Get Info/More Detail/Drill Down: Spreading 2 fingers to drill down into an entry. “Get (More) Info…” on text, Zoom Graphics by default.

Open App Prefs {1 Finger},System Prefs{2 Fingers}: An sweeping arc from upper left to middle would swing open a preferences palette.

Switch Tabs/Switch Pages {1 Finger},Switch Apps{2 Fingers}: Horizontal Swipes left-to-right or right-to-left.

Hover over: one finger held on a button or control for over a default of 1.5 seconds brings up contextual item such as the question mark in the article. (user-adjustable of course. Idea “courtesy” of Finderpop)

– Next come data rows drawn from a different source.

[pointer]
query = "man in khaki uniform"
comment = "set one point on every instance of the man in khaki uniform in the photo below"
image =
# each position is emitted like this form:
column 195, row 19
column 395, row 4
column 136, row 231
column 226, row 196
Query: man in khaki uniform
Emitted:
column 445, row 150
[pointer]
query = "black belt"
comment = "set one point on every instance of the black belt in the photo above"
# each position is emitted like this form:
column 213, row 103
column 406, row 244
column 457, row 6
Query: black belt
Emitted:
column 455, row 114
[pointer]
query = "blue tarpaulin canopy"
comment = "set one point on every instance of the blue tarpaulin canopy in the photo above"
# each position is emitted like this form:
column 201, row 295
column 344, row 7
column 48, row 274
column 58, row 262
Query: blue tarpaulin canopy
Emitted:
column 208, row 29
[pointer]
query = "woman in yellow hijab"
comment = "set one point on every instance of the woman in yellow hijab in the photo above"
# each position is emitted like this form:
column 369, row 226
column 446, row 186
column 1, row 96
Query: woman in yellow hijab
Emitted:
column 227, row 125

Combo Gesture: One could combine these gestures as well (i.e. preferences arc & spreading fingers would open advanced prefs.)

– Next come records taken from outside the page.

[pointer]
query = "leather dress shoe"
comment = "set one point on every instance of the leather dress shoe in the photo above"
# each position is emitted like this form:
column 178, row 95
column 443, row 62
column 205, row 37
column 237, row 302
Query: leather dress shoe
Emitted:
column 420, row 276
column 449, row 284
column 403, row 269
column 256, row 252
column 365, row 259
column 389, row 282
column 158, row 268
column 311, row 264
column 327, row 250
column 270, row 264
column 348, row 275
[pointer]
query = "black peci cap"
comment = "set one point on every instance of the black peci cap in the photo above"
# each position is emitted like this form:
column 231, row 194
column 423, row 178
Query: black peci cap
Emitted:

Open Calendar{1 Finger}, Open ToDo List{2 Fingers}: an arc traced from the top right corner to center.

Advanced Features/User Programmable: Three and four fingers added to any gesture could perform advanced actions and be customizable. If no custom action was set, a menu would pop up with possible actions.

Teaching the OS New Gestures: In iOS, use the same Settings>General>Accessibility>Assistive Touch>Create New Gesture… screen to record complex gestures and assign actions system wide and by app. (much like creating F-key or command keys activate menu options in OS X’s keyboard control pane.) Make a two finger double tap and spread finger combo bring up the gesture recorder by default. Steve Jobs said an app should never need more than 3 clicks/actions to do anything: Um, Apple, you are way beyond 3 clicks to get to some settings.

All defaults could be changed and saved individually or as gesture sets, exported and shared.